Yes, constantly having to re-work important patches because someone
keeps tinkering with the colours gets tedious.

> - "struct print" isn't the greatest name.  It doesn't matter so much
>   when it is limited to one source file but perhaps it is worth
>   making generally available within pluto.

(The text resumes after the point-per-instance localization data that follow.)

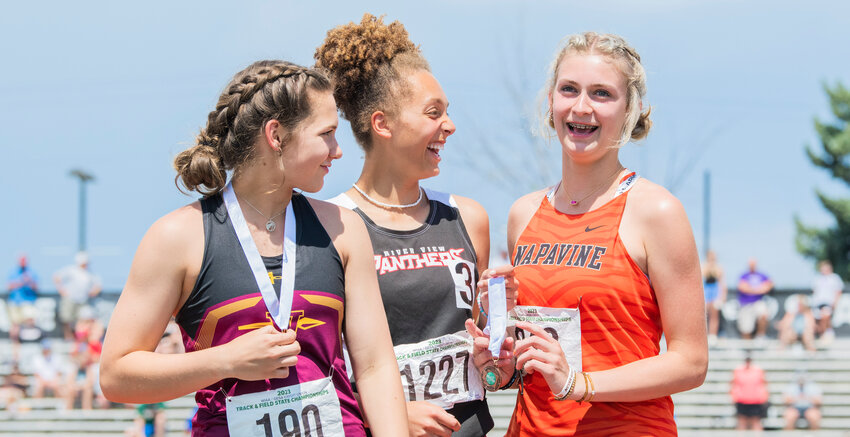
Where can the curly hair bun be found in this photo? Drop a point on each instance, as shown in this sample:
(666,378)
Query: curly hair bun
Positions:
(366,61)
(353,53)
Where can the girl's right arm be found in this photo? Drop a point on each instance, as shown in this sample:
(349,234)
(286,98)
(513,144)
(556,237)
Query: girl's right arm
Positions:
(160,279)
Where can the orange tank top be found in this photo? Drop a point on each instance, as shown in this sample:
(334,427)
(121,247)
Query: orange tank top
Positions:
(568,261)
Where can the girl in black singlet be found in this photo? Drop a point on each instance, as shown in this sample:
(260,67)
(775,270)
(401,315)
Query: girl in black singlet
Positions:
(429,247)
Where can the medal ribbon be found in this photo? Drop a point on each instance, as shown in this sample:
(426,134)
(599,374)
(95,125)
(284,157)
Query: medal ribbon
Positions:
(279,309)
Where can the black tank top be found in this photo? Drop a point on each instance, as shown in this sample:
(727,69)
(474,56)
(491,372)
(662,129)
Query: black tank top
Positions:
(226,303)
(425,295)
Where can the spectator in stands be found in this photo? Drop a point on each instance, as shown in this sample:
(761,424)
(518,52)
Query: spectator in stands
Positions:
(714,286)
(77,286)
(802,399)
(826,291)
(752,287)
(85,357)
(22,286)
(798,325)
(12,390)
(151,418)
(50,372)
(750,395)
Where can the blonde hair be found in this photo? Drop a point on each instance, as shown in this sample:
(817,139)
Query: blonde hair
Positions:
(637,123)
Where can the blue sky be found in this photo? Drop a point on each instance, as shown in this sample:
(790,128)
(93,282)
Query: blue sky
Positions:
(119,88)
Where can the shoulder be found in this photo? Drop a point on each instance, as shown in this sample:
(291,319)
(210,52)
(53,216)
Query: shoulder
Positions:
(474,215)
(524,207)
(175,224)
(334,218)
(654,205)
(344,226)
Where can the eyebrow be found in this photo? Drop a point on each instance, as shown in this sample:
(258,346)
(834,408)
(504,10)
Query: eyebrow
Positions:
(593,85)
(437,100)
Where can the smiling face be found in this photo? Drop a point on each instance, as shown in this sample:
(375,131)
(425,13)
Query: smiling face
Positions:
(421,126)
(312,146)
(589,102)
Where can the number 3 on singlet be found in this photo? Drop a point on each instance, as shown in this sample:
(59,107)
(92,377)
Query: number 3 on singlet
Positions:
(463,275)
(306,409)
(439,370)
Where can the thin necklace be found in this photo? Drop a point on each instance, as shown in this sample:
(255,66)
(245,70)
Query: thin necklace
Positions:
(387,205)
(270,224)
(606,182)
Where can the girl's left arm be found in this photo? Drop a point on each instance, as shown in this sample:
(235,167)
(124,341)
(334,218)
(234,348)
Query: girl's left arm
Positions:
(367,334)
(672,263)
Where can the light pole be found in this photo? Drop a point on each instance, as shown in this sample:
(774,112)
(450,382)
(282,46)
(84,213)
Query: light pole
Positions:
(84,178)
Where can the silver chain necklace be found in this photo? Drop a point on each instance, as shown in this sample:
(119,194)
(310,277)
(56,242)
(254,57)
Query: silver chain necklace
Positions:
(388,205)
(270,224)
(607,182)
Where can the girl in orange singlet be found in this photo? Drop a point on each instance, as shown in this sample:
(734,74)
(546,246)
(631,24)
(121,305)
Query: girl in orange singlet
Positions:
(617,247)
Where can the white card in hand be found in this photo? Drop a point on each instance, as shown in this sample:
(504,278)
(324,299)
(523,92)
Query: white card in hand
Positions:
(497,314)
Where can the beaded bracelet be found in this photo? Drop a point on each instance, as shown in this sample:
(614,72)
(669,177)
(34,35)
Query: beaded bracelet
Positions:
(511,382)
(592,388)
(586,388)
(569,384)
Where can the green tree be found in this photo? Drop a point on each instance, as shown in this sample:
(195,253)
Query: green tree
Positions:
(831,243)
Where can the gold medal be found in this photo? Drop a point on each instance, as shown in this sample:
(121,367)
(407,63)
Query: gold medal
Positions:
(491,378)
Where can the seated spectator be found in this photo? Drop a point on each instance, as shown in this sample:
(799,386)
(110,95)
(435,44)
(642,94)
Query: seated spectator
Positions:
(750,395)
(85,359)
(714,287)
(826,292)
(798,325)
(151,418)
(50,372)
(13,389)
(22,286)
(802,399)
(752,287)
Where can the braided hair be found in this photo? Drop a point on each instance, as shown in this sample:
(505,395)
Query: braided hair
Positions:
(616,48)
(266,90)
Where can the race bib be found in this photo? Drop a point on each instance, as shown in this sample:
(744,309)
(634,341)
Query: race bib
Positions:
(463,275)
(563,324)
(439,370)
(307,409)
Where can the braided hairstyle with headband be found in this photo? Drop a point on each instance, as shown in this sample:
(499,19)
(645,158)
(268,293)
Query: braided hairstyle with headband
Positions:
(368,62)
(627,59)
(266,90)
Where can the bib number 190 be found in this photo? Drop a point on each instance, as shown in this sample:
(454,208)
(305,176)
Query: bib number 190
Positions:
(290,424)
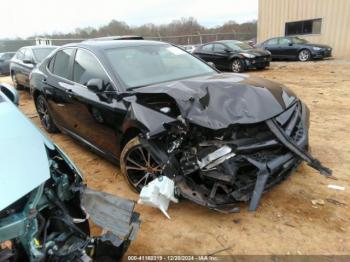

I took the idea from the code that deals with printing enums.  It
could do with being abstracted and generalised.  The obvious missing
method is buf_printf.

However, we know we're stable with SA proposals we've better things to
worry about.

>   Using typedef raises the level of abstraction slightly and saves keystrokes.
>   The name should suggest what it actually is.
>   I suggest typedef struct {...} fmt_buf;
>   But many other names would be as good or better.
>
> - all struct print variables are auto (good).  Each is considerable size
>   for stack-constrained environments so care should be taken to
>   shrinkwrap their scope.  The one example where this hasn't happened
>   is highlighted by the imaginative variable name "buf0".
>
> - There is a fair bit of control structure to make sure that
>   routines leave promptly when a struct print is full.  Is this worth
>   the bother?  It should not be needed for correctness (unless there
>   is some otherwise non-terminated loop).  It saves computation only
>   in cases that should not happen (as far as I know).  Are their cases
>   where an opponent could drive us into excessive computation?
>   I imagine that simplifying the control flow would be a net win.
>
> - I like throwing "const" around generously when pointers are involved
>
> ================
>
> I've pushed a few of the changes that I think are no brainers.